Friday, November 7, 2008

A Quick Note On Employment

The headlines have covered the big picture. We lost another 240,000 jobs last month, and September's figure was revised lower by 125,000. These are terrible numbers but not surprising given the sharp fall in economic activity in recent weeks. Plenty of companies have been announcing layoffs (right-sizing), and the management commentary on the conference calls that I've heard makes it clear that more cuts are coming.

One of my favorite components of the employment report is the birth/death model. A review of this model is available here. Remember that this model is responsible for about 1/3 of the total nonfarm payroll figure. For September, the birth/death model continued to spit out some absurd figures. Despite a fall of 240,000 jobs in the headline number, the birth/death model assumes that a net 71,000 jobs were created.
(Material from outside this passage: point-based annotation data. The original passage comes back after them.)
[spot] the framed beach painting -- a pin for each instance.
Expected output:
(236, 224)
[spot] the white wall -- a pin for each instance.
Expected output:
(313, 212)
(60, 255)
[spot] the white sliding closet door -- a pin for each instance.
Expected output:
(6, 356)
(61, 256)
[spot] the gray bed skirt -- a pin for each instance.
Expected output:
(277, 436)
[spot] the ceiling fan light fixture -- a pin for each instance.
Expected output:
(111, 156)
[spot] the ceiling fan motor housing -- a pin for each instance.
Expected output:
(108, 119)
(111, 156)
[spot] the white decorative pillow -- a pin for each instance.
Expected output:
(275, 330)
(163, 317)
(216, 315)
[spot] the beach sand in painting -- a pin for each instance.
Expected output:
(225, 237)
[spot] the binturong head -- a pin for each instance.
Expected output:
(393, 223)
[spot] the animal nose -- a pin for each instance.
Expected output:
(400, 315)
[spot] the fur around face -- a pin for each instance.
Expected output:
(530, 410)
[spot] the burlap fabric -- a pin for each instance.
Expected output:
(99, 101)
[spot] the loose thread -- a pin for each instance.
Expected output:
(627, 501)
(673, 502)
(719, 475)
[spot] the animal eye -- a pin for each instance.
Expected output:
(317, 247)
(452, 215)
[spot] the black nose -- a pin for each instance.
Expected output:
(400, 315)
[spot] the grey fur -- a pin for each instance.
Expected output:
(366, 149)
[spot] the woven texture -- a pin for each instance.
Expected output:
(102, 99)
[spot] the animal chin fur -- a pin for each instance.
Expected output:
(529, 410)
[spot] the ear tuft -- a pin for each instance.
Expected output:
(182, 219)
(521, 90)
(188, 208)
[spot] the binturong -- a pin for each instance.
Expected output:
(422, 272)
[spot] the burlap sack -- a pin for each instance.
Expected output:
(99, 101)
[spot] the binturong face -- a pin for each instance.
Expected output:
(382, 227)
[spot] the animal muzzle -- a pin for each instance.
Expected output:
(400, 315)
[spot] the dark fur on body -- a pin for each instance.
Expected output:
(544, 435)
This means that if the birth/death model had conservatively predicted that no jobs were created or lost, the headline figure would have been a loss of 311,000 jobs. If the birth/death model had actually calculated a net loss of jobs (which was almost certainly the case), then the headline number would have been even worse. This model is notorious for being way off at turning points. These figures will be revised in a big way at a later date.

It makes me wonder how many people we pay to sit at the Department of Labor and churn out this misleading random data.

Disclosure: The Rubbernecker is short useless models and 4 out of 5 statisticians.